BUILD Virtualization/File server build

Status
Not open for further replies.

clicks

Dabbler
Joined
Jan 29, 2015
Messages
11
I'm restructuring our companies storage and virtualization systems and came up with a new setup. Hope to hear your comments about it and have some questions:

VM Storage (VS):
1x SYS-2028R-E1CR24L
2x Intel® Xeon® Processor E5-2623 v3 (10M Cache, 3.00 GHz)
2x 16GB LRDIMM DDR4-2133, ECC
3x M1015
8x Samsung SSD PM853T (Mirror)

Backup Storage (BS):
1x Supermicro SC826E16-R500LPB (X9SRL-F)
1x Xeon E5-2603
1x 24 GB DDR3, ECC
12x WD Red 3 TB (Mirror)
1x Intel SSD 750 (SLOG) (if required)
1x Intel SSD 750 (L2ARC) (if required, yes I know more RAM needed as well)

External Backup (EB):
1x SYS-6048R-E1CR24L
2x Intel® Xeon® Processor E5-2623 v3 (10M Cache, 3.00 GHz)
2x 16GB LRDIMM DDR4-2133, ECC
1x M1015
12x 4 TB HDD (RaidZ2)

The VS will offer shared storage via NFS to the virtualization hosts (not listed above). We will start with 8 out of 24 slots to have some reserve for future growth (and to keep the budget on track :)
The BS on the other hand should offer SMB shares for network drives (User files etc.). This way I can offer fast SSD-based virtualization with much Random access and HDD-based file services which are more sequential and don't have to be this fast.
Furthermore will BS serve as a backup system for the VS in case it breaks. Hence I plan to replicate the SSD pool on the HDD pool of BS. Of course this would be much slower, but in case of system failure we would be up running (or better walking) in a short time frame.

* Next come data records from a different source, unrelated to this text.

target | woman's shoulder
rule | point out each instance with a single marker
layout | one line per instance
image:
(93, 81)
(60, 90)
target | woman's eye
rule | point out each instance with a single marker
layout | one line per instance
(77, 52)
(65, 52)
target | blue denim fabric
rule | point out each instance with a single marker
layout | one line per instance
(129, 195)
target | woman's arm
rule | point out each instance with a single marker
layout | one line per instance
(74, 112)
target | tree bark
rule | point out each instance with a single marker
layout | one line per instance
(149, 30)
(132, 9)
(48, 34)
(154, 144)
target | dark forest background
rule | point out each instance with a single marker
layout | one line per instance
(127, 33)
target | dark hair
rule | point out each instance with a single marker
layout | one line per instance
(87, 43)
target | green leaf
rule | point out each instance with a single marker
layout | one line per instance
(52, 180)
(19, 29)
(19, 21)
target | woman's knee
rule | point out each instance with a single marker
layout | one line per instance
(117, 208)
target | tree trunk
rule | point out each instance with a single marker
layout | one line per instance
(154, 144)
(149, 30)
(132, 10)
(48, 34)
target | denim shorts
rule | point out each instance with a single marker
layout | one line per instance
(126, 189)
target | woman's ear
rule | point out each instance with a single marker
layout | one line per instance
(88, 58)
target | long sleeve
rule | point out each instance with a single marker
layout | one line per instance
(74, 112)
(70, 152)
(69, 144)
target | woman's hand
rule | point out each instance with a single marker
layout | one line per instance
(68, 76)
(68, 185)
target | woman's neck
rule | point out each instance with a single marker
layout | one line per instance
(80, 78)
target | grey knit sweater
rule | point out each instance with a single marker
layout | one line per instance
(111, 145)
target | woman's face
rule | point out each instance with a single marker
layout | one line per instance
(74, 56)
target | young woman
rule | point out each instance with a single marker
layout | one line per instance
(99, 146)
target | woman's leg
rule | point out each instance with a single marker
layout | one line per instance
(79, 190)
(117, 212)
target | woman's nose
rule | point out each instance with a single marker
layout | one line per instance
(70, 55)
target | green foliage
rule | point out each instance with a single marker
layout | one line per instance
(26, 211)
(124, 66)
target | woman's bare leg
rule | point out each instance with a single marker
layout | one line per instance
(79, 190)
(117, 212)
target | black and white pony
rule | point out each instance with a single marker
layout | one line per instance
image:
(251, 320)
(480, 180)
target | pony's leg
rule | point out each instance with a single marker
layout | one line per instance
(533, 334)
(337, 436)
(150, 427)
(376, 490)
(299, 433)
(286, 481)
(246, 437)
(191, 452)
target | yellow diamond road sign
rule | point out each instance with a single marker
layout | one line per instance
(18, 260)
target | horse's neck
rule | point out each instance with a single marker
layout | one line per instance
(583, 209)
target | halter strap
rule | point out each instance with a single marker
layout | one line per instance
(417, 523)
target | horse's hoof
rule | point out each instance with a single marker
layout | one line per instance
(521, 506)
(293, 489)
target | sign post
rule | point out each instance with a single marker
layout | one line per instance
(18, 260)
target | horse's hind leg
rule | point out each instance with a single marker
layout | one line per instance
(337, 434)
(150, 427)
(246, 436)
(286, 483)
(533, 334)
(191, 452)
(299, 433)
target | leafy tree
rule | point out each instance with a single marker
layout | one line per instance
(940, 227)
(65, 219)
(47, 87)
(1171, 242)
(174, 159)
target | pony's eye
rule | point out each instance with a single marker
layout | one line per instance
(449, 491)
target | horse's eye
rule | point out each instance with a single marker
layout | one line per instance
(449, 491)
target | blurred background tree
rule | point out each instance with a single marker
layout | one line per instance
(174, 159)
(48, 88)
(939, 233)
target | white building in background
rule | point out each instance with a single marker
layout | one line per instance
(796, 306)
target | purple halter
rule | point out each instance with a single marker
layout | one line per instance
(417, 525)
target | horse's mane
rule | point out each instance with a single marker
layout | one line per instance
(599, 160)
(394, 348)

As VS and BS will be in one rack I planned an additional external backup system (EB) which will be used to collect replications of VS and BS (and again could be used to mitigate hardware failures of the primary systems) and is physically separated.

In case you are wondering why BS uses so old parts compared to the VS and EB system, it simply is an existing server which is young enough to be repurposed.

a) Does this system make sense? Do you see any pitfalls?
b) Is it possible to use the LSI 3008 integrated in the Supermicro boards?
I have seen jgreco using a system with the 3108 chips.
c) Does it make a difference to us 8 mirrored drives with 1 vdev or 4 vdevs?
Adding new drives later on would presumably be done in 2 drive batches.
d) Can i mix drives in a mirrored setup for future expandability?
e) The 10GBit X540 Intel cards are supported by Freenas, aren't they?
f) Memory too low? (I think I know the answer...)
 

cyberjock

Inactive Account
Joined
Mar 25, 2012
Messages
19,526
Your BS server has zero use for L2ARC or SLOG as a backup server.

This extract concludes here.